Authors
Anna Porwit
Published in
Polish journal of pathology : official journal of the Polish Society of Pathologists. Volume 77. Issue 2. Pages 162-174. Jun 25, 2026.
Abstract
Epstein-Barr virus (EBV)-associated lymphomas can develop in both immuno- competent and immunocompromised patients, such as those with human immunodeficiency virus (HIV) infection, other primary or acquired immunodeficiencies, or post transplantation. The current World Health Organization classification consolidated immunodeficiency/dysregulation-related lymphoproliferative disorders into three major histopathological categories: hyperplasia, lymphoproliferative disorder of varied malignant potential, and lymphoma; and reporting the histopathological category, the presence or absence of causally associated viruses (EBV, KSHV/HHV-8), and the immune deficiency/dysregulation setting is recommended. In hematopathology practice, EBV is best confirmed by EBV-encoded RNA in situ hybridization, while immunohistochemistry is used as a complementary test for the presence of EBV-related proteins.

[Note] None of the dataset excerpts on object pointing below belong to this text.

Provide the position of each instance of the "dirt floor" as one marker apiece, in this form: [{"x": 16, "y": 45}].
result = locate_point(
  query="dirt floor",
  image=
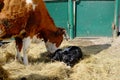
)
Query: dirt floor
[{"x": 101, "y": 61}]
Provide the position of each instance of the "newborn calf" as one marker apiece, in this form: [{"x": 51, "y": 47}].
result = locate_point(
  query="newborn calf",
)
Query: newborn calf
[{"x": 69, "y": 55}]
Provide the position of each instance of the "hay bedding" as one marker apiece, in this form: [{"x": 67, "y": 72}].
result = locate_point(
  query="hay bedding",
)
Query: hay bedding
[{"x": 101, "y": 61}]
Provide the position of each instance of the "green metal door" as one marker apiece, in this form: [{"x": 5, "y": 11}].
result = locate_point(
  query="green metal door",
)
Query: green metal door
[
  {"x": 58, "y": 10},
  {"x": 94, "y": 18}
]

Often, additional analyses such as fluorescence in situ hybridization and polymerase chain reaction for B- and T-cell clonality have to be applied for the final classification. This review, summarizing a lecture given at the 10th Course of the Academy of Immunohistochemistry in Cracow, Poland (June 2026), presents some challenging examples of EBV-related lymphomas. Cases include EBV+ mucocutaneous ulcer with subsequent EBV+ diffuse large B-cell lymphoma, EBV+ diffuse large B-cell lymphoma with plasma cell differentiation, post therapy EBV+ Burkitt lymphoma and cutaneous NK/T-cell lymphoma.
PMID:
42429425
Bibliographic data and abstract were imported from PubMed on 10 Jul 2026.